One of the most striking things about this strategy to regain control over Arizona Market – which ultimately culminated in the ceremonial opening of a new shopping centre in the presence of the Principal Deputy High Representative, the US Ambassador, Donald S. Hays, on 11 November 2004 (4) – was the way the international community, which exercised politico-territorial control, and an international investor co-operated in privatising the public domain of the market. The transformation of the informal market into a shopping centre signalled a critical turning point, revealing the limits of translating between formal and informal systems. The ‘spontaneous’ evolution of a public-urban space in the shape of an informal market surrounded by transporters and huts was replaced by enclosed fee-charging parking spaces. The coming together of diverse cultures was now regulated by fixed opening hours and private security guards.

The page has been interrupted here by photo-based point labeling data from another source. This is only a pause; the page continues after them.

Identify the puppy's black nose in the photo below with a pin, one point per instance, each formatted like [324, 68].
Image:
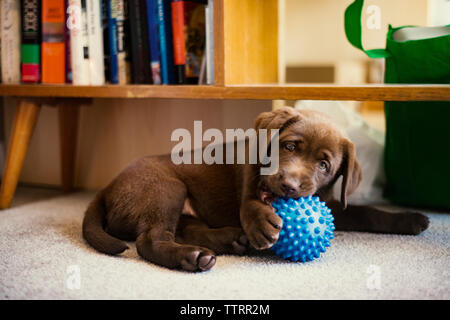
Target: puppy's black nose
[288, 189]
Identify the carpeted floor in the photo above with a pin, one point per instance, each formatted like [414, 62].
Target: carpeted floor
[43, 256]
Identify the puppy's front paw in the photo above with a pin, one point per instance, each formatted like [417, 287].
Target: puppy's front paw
[263, 232]
[412, 223]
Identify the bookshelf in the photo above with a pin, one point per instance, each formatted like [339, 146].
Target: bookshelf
[246, 67]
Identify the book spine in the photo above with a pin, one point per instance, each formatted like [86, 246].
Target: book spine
[85, 40]
[155, 63]
[165, 42]
[105, 39]
[179, 49]
[53, 46]
[122, 54]
[79, 66]
[10, 38]
[31, 41]
[95, 35]
[209, 29]
[112, 39]
[67, 43]
[140, 55]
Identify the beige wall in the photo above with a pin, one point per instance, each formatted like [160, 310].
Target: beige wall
[114, 132]
[315, 28]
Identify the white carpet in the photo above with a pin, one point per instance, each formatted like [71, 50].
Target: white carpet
[40, 243]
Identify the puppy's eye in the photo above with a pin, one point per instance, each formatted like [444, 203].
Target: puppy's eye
[323, 165]
[290, 146]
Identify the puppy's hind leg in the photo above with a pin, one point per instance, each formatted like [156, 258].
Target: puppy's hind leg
[156, 239]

In only ten years, Arizona Market has been transformed from a space of bare survival into a centre of ubiquitous consumption. What was once a mere border guard post has now become a post-metropolitan territory. Hopes that Arizona Market might become a model for a self-organised town were dashed when a market arose whose existence and development were far more extensively tied up with the presence of the international defence force than that formerly generous gesture to bulldoze a few fields seemed to suggest. The UNHCHR attributes the crisis – the dramatic increase in prostitution and trafficking in women – to, among other things, the presence of over 30,000 peacekeepers in BiH (5). Bosnia was not so much a transit country as a destination for women victims of trafficking. The SFOR troops were not only customers, but allegedly also had their share of the profits accruing from smuggling and corruption. The ‘solution’, based on the model of ‘urban renewal’ developed in the USA in the 1960s (declaring a district a problem area and thus permitting large-scale expropriation in the name of the ‘public interest’), was fostered by the transformation of the legal system in the Brčko district with the help of legal advisers financed by USAID (US Agency for International Development) (6).